If there’s one thing that absolutely intrigues me about American politics, it’s the religious right – and by ‘absolutely intrigues me,’ I mean ‘really irritates me to no end.’
Christianity teaches humility, sacrifice, and an all-around doctrine of selflessness. Jesus mercilessly decried the Pharisees for using public displays of prayer and piousness to advance themselves – it was in the sense that the Pharisees saw Jesus as a potential threat that they conspired to kill him; culminating in the crucifixion.
And yet, Pat Robertson, the very vocal head founder of the Christian Coalition and host of The 700 Club, has fallen into the very trap that the Pharisees did – using his religion to advance his political views. Some of Robertson’s gems of wisdom include comparing judicial activism to the terrorist attacks on 9/11 and claiming “We should resist the temptation to identify our religious convictions with the platform of a party,” even though this man himself ran for President in 1988. (By the way, Pat Robertson has a net worth of about $200 million. That kind of money can reach and influence a lot of people).
Therefore, it’s safe to say he’s gone out of his mind when, during a broadcast of his show, he advocated the assassination of Hugo Chavez, sparking outcries from officials in Venezuela, the United States, the media, and a lot of Christian leaders. And now, he’s dropped another bombshell on us: on another broadcast of his show, he claimed that Supreme Court nominee John Roberts should “be thankful” that Hurricane Katrina has “brought him some good,” as it will divert senators from blocking his nomination.
Say what you want about John Roberts’ viewpoints or background, but if someone like Pat Robertson so desperately wants him appointed so as to trivialize a national disaster, I wouldn’t want him on the Supreme Court.

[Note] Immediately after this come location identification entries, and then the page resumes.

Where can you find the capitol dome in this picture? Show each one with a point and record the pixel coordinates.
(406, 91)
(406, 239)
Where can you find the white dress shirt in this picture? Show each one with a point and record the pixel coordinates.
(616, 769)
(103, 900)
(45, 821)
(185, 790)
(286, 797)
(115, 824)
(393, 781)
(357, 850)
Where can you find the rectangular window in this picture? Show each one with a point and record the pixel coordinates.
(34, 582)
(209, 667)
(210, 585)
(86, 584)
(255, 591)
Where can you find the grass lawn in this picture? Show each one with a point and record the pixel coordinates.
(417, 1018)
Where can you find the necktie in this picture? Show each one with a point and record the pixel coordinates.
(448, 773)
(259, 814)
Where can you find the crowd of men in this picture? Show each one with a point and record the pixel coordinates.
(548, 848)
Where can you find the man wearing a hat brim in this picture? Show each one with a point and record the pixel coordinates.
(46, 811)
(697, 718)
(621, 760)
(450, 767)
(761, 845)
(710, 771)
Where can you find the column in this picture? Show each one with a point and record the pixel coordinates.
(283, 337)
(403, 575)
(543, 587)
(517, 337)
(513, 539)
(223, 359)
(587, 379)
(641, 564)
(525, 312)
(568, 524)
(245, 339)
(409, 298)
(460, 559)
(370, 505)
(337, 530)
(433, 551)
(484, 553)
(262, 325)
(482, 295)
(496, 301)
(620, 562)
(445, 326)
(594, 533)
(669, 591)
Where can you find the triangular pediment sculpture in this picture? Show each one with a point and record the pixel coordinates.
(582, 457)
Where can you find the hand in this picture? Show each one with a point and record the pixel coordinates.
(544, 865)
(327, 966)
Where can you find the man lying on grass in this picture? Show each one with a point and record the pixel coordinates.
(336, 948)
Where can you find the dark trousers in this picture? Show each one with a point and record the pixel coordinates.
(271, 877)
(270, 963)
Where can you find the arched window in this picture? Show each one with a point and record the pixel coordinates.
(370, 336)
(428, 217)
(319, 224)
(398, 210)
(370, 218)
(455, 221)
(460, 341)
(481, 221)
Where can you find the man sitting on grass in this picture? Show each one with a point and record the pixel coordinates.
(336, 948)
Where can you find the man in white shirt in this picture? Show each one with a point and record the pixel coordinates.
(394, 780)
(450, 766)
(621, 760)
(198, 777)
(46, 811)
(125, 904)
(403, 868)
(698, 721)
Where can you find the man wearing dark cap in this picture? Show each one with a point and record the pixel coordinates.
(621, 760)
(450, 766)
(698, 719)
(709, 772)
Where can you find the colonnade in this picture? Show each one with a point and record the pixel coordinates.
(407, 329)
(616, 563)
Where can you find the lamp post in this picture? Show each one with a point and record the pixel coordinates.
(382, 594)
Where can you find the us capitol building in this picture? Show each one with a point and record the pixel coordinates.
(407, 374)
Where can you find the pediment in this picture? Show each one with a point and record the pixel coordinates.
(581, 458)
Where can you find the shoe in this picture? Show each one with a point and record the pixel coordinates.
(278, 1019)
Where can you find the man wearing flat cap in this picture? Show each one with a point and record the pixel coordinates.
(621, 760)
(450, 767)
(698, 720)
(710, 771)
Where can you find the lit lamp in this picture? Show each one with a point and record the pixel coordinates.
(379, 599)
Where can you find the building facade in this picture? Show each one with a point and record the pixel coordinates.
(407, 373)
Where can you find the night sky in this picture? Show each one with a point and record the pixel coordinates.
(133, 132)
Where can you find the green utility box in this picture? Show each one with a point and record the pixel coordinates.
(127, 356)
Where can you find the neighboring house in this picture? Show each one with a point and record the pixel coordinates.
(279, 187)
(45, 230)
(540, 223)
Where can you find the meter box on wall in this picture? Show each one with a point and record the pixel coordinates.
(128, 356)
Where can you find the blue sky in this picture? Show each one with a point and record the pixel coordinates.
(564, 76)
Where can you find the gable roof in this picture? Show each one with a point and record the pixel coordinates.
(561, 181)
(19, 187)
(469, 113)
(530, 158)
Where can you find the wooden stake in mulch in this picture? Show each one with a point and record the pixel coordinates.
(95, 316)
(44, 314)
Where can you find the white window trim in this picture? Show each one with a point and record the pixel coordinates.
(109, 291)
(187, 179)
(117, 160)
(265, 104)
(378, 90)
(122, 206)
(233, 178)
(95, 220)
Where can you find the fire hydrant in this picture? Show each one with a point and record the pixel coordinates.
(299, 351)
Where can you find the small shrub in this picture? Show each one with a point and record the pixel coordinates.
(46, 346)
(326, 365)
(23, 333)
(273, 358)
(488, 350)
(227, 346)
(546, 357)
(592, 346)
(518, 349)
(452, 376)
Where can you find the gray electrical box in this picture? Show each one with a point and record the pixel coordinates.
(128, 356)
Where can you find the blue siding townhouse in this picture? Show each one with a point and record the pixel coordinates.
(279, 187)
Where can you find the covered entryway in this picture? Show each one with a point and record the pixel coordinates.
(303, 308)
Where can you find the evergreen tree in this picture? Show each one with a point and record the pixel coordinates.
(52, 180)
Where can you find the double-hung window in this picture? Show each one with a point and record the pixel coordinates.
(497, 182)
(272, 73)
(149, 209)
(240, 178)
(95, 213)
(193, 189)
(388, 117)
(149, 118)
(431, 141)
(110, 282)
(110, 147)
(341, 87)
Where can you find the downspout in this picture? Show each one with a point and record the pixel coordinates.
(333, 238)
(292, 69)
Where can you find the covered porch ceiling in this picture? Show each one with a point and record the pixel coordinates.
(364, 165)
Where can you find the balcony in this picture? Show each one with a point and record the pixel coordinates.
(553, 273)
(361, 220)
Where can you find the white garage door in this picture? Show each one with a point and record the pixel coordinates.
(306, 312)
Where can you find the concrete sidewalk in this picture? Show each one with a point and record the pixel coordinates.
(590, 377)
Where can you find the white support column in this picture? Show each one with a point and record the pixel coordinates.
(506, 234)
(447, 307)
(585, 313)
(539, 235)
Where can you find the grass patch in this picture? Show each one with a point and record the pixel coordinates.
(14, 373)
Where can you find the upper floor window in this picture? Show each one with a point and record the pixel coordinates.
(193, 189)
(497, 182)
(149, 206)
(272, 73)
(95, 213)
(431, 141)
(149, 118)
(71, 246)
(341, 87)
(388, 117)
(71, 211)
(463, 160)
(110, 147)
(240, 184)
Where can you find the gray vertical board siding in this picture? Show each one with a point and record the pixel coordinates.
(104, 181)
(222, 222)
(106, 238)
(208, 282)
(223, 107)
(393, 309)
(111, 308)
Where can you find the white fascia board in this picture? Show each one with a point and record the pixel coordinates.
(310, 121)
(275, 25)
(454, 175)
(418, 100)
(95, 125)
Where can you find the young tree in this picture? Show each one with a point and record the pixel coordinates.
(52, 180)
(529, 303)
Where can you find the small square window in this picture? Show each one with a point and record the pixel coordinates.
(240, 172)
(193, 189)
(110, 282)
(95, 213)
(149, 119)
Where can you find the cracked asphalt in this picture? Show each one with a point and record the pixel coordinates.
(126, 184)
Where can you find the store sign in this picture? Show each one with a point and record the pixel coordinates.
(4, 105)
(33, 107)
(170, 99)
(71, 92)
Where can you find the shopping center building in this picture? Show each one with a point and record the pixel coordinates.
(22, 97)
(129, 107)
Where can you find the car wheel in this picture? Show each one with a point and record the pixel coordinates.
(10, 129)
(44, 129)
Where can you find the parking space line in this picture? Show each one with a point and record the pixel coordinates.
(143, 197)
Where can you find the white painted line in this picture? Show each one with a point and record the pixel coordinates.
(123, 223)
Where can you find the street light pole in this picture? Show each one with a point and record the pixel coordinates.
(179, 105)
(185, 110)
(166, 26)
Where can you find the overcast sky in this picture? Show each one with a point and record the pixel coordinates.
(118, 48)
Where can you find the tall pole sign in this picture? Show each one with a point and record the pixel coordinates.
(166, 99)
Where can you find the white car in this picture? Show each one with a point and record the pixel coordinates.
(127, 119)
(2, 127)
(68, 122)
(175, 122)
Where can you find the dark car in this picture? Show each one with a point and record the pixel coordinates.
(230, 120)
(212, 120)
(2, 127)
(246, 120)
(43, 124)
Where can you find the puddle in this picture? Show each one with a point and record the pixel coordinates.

So as it seems, the victims of both 9/11 and Hurricane Katrina mean nothing to Robertson – as long as his political agenda gets advanced further. Sparking potential diplomatic crisis is a fair tactic as well, so long as he can further convince his viewers that his idea of politics and government is not only right, it’s the will of God. Yikes.
Of course, not everyone believes what Robertson says, and certainly, not every Christian shares such radical views (for instance, advocating assassination). However, he is very influential amongst his viewers. And if any of them happen to be reading this, I implore you – get your political views from any other source. CNN, the BBC, the Herald, even Fox News – and yes, I just said ‘Fox News’ – anything but Robertson. His rhetoric is even more potentially harmful than Sean Hannity’s. And believe me, that’s saying a lot.